A human readable description of the entity to be shown in Backstage. Should be kept short and informative, suitable to give an overview of the entity's purpose at a glance. More detailed explanations and documentation should be placed elsewhere.

labels

Labels are optional key/value pairs that are attached to the entity, and their use is identical to kubernetes object labels.

Their main purpose is for references to other entities and for information that is in one way or another classifying for the current entity. They are often used as values in queries or filters.

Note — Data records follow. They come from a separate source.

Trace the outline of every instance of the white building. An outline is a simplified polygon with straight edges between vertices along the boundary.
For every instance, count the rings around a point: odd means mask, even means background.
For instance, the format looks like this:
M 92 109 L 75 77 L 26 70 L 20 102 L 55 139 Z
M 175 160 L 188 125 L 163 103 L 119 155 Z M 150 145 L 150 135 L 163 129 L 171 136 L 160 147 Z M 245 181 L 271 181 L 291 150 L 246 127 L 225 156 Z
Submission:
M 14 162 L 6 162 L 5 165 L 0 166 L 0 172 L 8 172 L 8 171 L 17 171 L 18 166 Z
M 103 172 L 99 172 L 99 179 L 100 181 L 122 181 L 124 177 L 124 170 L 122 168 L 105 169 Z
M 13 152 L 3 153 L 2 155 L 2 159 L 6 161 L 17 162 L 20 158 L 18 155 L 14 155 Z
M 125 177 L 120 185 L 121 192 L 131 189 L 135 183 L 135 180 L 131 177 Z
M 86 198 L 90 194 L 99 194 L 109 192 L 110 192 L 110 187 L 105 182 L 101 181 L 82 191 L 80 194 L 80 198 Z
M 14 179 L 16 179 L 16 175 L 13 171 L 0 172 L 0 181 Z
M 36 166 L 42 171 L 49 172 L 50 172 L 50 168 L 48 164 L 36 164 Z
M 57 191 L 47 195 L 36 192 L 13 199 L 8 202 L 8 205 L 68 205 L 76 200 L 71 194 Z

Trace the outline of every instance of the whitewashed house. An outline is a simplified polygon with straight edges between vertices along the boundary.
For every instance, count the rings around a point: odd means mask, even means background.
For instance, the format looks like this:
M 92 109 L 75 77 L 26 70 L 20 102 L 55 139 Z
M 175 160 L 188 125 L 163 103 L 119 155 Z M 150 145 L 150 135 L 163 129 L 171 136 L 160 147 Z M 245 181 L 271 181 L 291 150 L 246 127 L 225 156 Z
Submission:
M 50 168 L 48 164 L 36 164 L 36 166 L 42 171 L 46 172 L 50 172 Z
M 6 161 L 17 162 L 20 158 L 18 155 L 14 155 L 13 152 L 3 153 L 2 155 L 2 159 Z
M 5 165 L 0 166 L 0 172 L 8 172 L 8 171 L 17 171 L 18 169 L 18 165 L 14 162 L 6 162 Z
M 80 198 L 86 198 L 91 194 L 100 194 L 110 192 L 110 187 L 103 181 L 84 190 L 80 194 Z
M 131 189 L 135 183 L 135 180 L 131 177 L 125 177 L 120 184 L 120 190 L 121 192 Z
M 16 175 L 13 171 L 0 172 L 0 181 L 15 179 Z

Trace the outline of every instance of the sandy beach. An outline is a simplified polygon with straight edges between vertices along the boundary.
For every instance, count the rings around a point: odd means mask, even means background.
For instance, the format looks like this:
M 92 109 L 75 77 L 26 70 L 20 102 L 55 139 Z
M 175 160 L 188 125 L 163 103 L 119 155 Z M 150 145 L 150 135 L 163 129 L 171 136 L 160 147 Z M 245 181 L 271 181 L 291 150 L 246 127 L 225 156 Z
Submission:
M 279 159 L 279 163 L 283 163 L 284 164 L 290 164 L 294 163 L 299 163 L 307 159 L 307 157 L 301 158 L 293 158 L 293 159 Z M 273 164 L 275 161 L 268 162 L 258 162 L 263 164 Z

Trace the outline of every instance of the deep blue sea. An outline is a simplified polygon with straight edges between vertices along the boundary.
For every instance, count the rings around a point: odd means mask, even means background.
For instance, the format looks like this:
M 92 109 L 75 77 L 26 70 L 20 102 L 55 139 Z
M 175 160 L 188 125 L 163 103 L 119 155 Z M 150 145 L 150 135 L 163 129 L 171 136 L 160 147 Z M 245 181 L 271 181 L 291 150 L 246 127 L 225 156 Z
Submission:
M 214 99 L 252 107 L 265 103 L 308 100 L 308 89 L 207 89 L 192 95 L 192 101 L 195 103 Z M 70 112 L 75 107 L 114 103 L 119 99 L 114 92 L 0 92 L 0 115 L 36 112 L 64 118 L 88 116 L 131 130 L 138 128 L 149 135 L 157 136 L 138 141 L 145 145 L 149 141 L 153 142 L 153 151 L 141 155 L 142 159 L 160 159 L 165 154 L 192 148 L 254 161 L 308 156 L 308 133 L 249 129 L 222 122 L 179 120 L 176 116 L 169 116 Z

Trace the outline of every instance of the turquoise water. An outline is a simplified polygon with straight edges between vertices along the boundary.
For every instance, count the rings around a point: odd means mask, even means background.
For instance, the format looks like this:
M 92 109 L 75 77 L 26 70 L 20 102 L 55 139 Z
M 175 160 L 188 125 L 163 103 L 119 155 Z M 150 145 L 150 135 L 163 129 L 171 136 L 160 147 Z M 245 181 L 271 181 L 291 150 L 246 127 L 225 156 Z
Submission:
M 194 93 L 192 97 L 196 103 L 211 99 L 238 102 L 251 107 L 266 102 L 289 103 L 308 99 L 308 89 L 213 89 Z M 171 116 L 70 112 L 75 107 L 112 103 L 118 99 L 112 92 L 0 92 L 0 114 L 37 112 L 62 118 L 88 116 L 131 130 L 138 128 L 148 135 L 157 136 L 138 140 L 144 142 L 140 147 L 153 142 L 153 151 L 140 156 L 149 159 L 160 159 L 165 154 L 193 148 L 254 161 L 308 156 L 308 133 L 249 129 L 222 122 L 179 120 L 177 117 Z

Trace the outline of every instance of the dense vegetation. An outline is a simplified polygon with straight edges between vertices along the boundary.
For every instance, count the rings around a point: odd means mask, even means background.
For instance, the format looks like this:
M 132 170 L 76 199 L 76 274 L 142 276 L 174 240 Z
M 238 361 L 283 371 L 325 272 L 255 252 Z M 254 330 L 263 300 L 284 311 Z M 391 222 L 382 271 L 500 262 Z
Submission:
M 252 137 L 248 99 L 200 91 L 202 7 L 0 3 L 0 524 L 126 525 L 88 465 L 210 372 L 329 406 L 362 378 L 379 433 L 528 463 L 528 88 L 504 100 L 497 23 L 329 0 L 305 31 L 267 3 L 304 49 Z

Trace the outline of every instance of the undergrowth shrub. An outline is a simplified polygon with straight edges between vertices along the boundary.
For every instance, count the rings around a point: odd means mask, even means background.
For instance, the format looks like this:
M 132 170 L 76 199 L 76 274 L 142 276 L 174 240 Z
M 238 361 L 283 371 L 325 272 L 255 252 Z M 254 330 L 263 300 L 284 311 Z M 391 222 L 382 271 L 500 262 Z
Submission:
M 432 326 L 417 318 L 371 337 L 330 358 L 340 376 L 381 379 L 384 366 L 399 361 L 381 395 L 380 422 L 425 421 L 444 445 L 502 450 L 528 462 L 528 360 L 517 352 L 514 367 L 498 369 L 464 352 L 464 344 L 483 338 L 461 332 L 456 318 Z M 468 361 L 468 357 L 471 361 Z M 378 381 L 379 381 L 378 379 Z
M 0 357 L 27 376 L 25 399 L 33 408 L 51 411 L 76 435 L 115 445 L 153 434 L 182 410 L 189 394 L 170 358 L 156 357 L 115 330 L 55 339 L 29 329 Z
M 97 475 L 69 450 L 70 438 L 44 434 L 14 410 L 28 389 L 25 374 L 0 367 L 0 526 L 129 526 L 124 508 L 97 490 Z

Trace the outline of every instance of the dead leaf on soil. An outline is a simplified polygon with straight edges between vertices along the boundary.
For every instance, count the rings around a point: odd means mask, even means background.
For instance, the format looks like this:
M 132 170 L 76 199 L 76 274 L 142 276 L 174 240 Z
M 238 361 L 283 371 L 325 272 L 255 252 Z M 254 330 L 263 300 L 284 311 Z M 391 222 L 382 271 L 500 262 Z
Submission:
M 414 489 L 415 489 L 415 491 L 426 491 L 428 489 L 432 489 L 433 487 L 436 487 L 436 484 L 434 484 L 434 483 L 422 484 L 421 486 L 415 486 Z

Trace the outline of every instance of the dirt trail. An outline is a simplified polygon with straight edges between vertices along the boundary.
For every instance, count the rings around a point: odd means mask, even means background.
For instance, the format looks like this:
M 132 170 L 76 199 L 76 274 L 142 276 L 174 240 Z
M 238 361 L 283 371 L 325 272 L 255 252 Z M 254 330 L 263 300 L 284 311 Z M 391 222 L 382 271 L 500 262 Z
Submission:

Both the key and the value are strings, subject to the following restrictions.

Keys have an optional prefix followed by a slash, and then the name part, which is required. The prefix must be a valid lowercase domain name, at most 253 characters in total. The name part must be sequences of [a-zA-Z0-9] separated by any of [-_.], at most 63 characters in total.

The backstage.io/ prefix is reserved for use by Backstage core components. Some keys, such as system also have predefined semantics.

Values are strings that follow the same restrictions as name above.

annotations

An object with arbitrary non-identifying metadata attached to the entity, identical in use to kubernetes object annotations.

Their purpose is mainly, but not limited, to reference into external systems. This could, for example, be a reference to the git ref the entity was ingested from, to monitoring and logging systems, to pagerduty schedules, etc.

Both the key and the value are strings, subject to the following restrictions.

Keys have an optional prefix followed by a slash, and then the name part, which is required. The prefix must be a valid lowercase domain name, at most 253 characters in total. The name part must be sequences of [a-zA-Z0-9] separated by any of [-_.], at most 63 characters in total.

The backstage.io/ prefix is reserved for use by Backstage core components.

Values can be of any length but are limited to being strings.

Component

FieldValue
apiVersionbackstage.io/v1alpha1
kindComponent

The spec object for this kind is as follows:

FieldTypeRequiredDescription
typeStringYesThe type of component, e.g. service.